Why is the US battery storage market growing more slowly than the global trend in 2026?

Two factors. First, the FEOC (Foreign Entity of Concern) rules effective January 2026 disqualify projects with Chinese component ties from the federal Investment Tax Credit, removing the cheapest source of supply from the qualifying supply chain. Second, this caused a 23% price increase in US utility-scale BESS from 2024 to 2025 as developers shifted to FEOC-compliant suppliers. The underlying demand is strong — 24 GW is planned for 2026, more than any previous year — but supply chain restructuring is compressing margins and slowing some projects.

What is sodium-ion’s role in battery storage in 2026?

Sodium-ion is moving from early commercialization to scaled deployment in 2026, primarily in China. CATL signed a 60 GWh multi-year agreement with HyperStrong in April 2026 — the largest sodium-ion energy storage deal on record — and announced a $735 million capacity expansion to build 40 GWh of sodium-ion production. Sodium-ion cells from CATL’s new BESS-specific line offer 300+ Ah capacity, 15,000-cycle life, and operation down to -40°C. Prices are expected to run approximately 30% below comparable LFP. Commercial impact on global statistics will be visible in 2027 data.

What is the levelized cost of storage (LCOS) for battery storage in 2026?

Ember’s October 2025 analysis puts utility-scale LCOS at $65/MWh for optimal global markets — making battery storage directly competitive with new natural gas peaker plants in most geographies. Lazard’s 2025 analysis shows a wider range of $50–$150/MWh for US utility-scale, depending on project configuration and location. Residential LCOS remains $200–$400/MWh — cost-effective for backup and solar self-consumption in high-tariff electricity markets, but not for standalone economic arbitrage.

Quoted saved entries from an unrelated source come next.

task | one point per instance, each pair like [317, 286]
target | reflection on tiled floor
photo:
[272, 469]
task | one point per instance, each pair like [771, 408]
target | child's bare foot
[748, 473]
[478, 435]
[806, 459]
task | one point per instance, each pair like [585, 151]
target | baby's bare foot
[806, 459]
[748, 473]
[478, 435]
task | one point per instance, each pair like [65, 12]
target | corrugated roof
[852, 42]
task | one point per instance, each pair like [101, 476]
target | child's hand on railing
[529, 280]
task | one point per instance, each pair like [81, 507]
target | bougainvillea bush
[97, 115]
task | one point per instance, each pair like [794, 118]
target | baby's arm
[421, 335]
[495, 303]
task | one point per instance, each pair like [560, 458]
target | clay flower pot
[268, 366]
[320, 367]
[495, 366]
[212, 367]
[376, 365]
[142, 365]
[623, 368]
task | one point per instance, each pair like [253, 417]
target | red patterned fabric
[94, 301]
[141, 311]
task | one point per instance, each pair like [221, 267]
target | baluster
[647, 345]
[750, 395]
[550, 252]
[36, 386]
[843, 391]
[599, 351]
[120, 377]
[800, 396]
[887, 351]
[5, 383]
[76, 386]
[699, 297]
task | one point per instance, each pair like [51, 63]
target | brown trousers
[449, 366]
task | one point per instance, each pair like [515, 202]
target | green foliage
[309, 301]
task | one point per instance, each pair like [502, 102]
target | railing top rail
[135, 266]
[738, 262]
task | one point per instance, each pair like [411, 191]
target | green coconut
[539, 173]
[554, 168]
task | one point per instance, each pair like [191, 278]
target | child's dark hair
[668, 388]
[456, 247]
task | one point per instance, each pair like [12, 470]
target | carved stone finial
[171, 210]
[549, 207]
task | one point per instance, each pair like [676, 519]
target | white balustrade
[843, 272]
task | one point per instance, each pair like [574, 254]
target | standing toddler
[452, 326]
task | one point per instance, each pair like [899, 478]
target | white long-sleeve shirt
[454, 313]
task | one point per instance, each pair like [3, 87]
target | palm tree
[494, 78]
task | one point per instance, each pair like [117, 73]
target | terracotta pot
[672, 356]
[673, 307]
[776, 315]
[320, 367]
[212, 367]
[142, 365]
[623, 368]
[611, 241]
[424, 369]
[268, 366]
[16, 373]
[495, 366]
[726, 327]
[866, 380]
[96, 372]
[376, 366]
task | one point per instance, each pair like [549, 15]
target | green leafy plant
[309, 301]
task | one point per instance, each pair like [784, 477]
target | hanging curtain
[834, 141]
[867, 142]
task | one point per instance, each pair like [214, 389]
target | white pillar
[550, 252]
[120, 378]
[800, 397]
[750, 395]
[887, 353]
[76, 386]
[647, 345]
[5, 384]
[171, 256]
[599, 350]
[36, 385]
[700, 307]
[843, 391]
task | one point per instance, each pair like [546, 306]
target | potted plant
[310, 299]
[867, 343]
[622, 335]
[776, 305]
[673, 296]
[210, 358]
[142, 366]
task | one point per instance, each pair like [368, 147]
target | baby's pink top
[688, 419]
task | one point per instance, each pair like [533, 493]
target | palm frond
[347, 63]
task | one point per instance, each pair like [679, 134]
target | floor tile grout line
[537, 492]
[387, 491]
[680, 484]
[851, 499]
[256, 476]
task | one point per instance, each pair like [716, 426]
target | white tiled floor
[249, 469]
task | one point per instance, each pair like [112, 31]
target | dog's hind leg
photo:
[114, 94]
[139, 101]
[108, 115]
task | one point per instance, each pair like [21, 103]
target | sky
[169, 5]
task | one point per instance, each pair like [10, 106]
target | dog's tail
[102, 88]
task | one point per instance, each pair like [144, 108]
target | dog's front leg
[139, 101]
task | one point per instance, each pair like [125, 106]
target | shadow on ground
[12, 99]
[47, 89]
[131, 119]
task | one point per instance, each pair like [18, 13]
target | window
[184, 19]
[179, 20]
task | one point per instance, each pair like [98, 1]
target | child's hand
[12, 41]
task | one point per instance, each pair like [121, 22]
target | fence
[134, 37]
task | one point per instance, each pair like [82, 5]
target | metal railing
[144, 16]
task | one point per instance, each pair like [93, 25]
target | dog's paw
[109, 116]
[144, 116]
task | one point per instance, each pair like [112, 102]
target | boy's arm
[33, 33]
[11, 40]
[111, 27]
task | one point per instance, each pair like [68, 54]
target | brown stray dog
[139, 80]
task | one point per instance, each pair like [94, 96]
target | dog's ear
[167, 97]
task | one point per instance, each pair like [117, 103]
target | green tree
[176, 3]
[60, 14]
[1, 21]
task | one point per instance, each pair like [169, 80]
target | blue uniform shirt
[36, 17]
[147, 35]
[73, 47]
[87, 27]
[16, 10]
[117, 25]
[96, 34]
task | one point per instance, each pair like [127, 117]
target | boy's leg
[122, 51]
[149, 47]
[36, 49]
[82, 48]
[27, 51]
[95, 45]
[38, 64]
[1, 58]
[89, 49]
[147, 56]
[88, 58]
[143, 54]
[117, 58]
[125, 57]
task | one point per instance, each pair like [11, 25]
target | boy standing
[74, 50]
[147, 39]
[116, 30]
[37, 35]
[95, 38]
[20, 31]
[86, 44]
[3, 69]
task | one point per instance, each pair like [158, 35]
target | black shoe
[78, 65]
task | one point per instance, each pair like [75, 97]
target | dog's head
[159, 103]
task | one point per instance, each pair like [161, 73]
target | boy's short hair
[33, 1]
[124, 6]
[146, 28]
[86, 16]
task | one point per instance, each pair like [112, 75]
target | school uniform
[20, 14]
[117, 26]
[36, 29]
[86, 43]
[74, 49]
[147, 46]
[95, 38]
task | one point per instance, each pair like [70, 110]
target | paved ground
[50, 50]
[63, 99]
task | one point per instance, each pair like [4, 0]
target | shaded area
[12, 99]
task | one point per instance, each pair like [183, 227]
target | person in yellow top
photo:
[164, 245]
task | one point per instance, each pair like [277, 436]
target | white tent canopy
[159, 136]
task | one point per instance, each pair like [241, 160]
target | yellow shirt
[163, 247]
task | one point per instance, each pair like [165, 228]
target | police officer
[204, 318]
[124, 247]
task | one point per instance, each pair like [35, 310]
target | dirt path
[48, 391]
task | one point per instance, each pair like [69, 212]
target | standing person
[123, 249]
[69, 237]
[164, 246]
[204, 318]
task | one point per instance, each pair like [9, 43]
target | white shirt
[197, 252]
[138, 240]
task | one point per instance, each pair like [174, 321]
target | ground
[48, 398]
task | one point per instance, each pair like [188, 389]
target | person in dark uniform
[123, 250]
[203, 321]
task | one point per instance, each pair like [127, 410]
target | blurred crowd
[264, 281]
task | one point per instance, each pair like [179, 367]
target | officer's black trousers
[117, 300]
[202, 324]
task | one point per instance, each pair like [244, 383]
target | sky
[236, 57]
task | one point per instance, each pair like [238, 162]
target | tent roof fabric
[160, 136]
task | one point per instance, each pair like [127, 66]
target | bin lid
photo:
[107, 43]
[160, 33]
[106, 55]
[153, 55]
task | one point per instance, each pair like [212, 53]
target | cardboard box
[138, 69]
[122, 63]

Methodology and data sources

All figures in this article are sourced from primary research institutions, official government data, or named primary research firms with published methodology. No figures are estimated or extrapolated by BitsFromBytes unless specifically labeled as a BitsFromBytes calculation.

Primary sources used:

Where figures from different sources conflict, all figures are reported with source attribution, and the methodology difference is explained. BitsFromBytes does not adjudicate which source is “correct” — both figures may be accurate under different definitions.